# Speaker Verification using PyAnnote

This notebook compares two audio files and determines if they are spoken by the same person using a speaker embedding model from `pyannote.audio`.

It uses a pre-trained model from Hugging Face and compares embeddings with cosine similarity.


In [7]:

from pyannote.audio import Audio
from pyannote.audio.pipelines.speaker_verification import PretrainedSpeakerEmbedding
from scipy.spatial.distance import cosine
import torchaudio
import torch

# Load speaker embedding model from Hugging Face
model = PretrainedSpeakerEmbedding("pyannote/embedding", device="cpu")
audio = Audio(sample_rate=16000)


c:\Users\Aadil\anaconda3\envs\voice-auth-project-env\lib\site-packages\pytorch_lightning\utilities\migration\migration.py:208: You have multiple `ModelCheckpoint` callback states in this checkpoint, but we found state keys that would end up colliding with each other after an upgrade, which means we can't differentiate which of your checkpoint callbacks needs which states.
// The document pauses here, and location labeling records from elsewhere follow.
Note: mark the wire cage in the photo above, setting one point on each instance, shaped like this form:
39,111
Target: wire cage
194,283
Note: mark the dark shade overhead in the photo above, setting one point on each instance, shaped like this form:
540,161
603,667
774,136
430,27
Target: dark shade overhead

At least one of your `ModelCheckpoint` callbacks will not be able to reload the state.
Lightning automatically upgraded your loaded checkpoint from v1.2.7 to v2.5.1. To apply the upgrade to your files permanently, run `python -m pytorch_lightning.utilities.upgrade_checkpoint C:\Users\Aadil\.cache\torch\pyannote\models--pyannote--embedding\snapshots\4db4899737a38b2d618bbd74350915aa10293cb2\pytorch_model.bin`


Model was trained with pyannote.audio 0.0.1, yours is 3.3.2. Bad things might happen unless you revert pyannote.audio to 0.x.
Model was trained with torch 1.8.1+cu102, yours is 2.5.1+cu121. Bad things might happen unless you revert torch to 1.x.


c:\Users\Aadil\anaconda3\envs\voice-auth-project-env\lib\site-packages\pytorch_lightning\core\saving.py:195: Found keys that are not in the model state dict but in the checkpoint: ['loss_func.W']


In [None]:
from scipy.spatial.distance import cosine

def get_embedding(file_path):
    waveform, sample_rate = audio(file_path)
    with torch.inference_mode():
        embedding = model(waveform)
    return embedding.squeeze()  

def compare_speakers(file1, file2, threshold=0.75):
    emb1 = get_embedding(file1)
    emb2 = get_embedding(file2)
    similarity = 1 - cosine(emb1, emb2)
    same_speaker = similarity >= threshold
    return similarity, same_speaker



In [17]:
file1 = "datasets/vox1_dev/id10001/1zcIwhmdeo4/00001.wav"
file2 = "datasets/vox1_dev/id11250/1BmQvhvvrhY/00001.wav"

similarity, same = compare_speakers(file1, file2)
print(f"Similarity: {similarity:.4f}")
print("Same speaker:" if same else "Different speakers")



Similarity: 0.1032
Different speakers